[Shootout-list] Re: Optimizing for speed vs. beauty
Brandon J. Van Every
vanevery@indiegamedesign.com
Thu, 30 Sep 2004 01:28:43 -0700
Bengt Kleberg wrote:
> Brandon J. Van Every wrote:
> ...deleted
> >
> > Well, I'm of the camp that LOC is a big, ancient lie. For
> instance, all
> > of the ASM code I've ever written professionally has had lotsa extra
> > LOCs just to keep things clear. And so did the C code
> which preceeded
> > it, so that the compiler generated ASM code would stand a chance of
> > being what I wanted, without having to do it all by hand.
> Extra LOC was
> > clearly the most 'beautiful' way to handle my class of low-level
> > problems. Yet I imagine some HLL guy would just make vampire cross
>
> 1 if you mean that you have to write comments to explain what you are
> doing, then comments are not counted as lines of code.
No, I mean that I put 1 ASM instruction per line.
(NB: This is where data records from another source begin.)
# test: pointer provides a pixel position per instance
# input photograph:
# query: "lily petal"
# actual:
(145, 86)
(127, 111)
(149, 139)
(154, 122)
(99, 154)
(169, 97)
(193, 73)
C code that might get
turned into ASM later, or that will produce proper ASM if handed the
right instruction sequence, gets written exactly the same way. 1
ASM-equivalent instruction per line.
LOC is bullshit. It doesn't respect problem domains.
> as an aside i
> find this to be wrong. they should be since some langauages
> needs lots of comments, while others do not.
Again bullshit. *Human beings* need comments, languages do not.
> 2 the number of bugs per LOC is about constant for all languages
For what, the constant valued mythical 'average' or 'median' programmer?
In a 7 person elite team, or a 100 person drool team at some dinosaur
corporation that everyone's either fleeing or milking because it'll go
bankrupt in 2 years? More bullshit.
I would have thought Fred B. Brooks' "The Mythical Man Month" would have
put all this stuff to rest long ago, but I guess you can't get people to
stop believing in LOC.
> (atleast this was the case when i partook in a course on
> safeware about
> 5 years ago). therefore one might want a low LOC count per program.
Low compared to what? Compared to the mathematical decomposition of the
task you have to do, or some dream of yours? How on Earth would you
objectively establish a lower bound for LOC? Transform your code like
some obfuscated C contest until it's all on one line?
> 3 it is possible to ''cheat'' by having artificially long
> lines. those ''cheats'' are not of interest for this discussion.
But you're on a slippery slope as to what's a 'cheat' and what's 'good
style'.
Cheers, www.indiegamedesign.com
Brandon Van Every Seattle, WA
"The pioneer is the one with the arrows in his back."